Horror movies have a capacity to scare that seems almost unfairly powerful. Even a bad horror movie — an underwritten slasher, a lazy creature feature, a predictable serial killer thriller — can disturb you with a smash cut to gruesome violence or a montage of shocking imagery. That’s what makes horror movies, like roller coasters, so much fun: They might make you vomit, or even pass out, but it’s scarily good fun to go along for the ride.
Horror novels are a different proposition. To truly scare a reader, a book must weave a more delicate web of persuasion and misdirection, depending on the power of your imagination to fill in the most chilling details. No disrespect to beloved classics like “Frankenstein” or “Dracula,” but in this modern era of on-screen terrors, it can be hard for even the greatest works of literary horror to send rivulets of sweat down your spine.
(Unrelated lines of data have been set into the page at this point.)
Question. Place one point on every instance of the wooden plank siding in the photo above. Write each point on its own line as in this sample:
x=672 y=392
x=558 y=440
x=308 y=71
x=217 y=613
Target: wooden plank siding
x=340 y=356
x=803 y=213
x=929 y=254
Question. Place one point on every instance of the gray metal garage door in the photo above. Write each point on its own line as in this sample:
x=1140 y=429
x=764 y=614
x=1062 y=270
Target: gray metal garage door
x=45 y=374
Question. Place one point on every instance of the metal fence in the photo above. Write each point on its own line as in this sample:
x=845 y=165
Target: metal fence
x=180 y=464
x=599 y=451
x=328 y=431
There are some books, however, that manage to unsettle, provoke and frighten as capably as any movie. These books work on the imagination slowly and deliberately, building an atmosphere of menace that can be difficult to shake. It’s a different category of fear than what’s conjured by your average horror movie: subtler and more insidious, less grisly and lurid, dominated by psychological terror and a sense of foreboding that often supersedes the spectacle of graphic violence. When done masterfully, a great horror read can haunt you long after you turn the final page.
As Halloween approaches, here are some genuinely terrifying books guaranteed to keep you up at night. These are more than simply good reads: They will freak you out.
Night Shift
By Stephen King
King has written no shortage of great horror novels and many of his classics — “It,” “The Stand,” “Pet Sematary” — are apt to raise a few goose bumps. But it’s his inaugural collection of short stories, “Night Shift,” that is perhaps his most purely terrifying work. The concision of a short story makes it an ideal format for unrelenting scares: Standouts include “The Mangler,” the gut-lurching tale of an industrial laundry machine with a mind of its own, and “Graveyard Shift,” the creepy-crawly story of a rat infestation at a textile mill in Maine.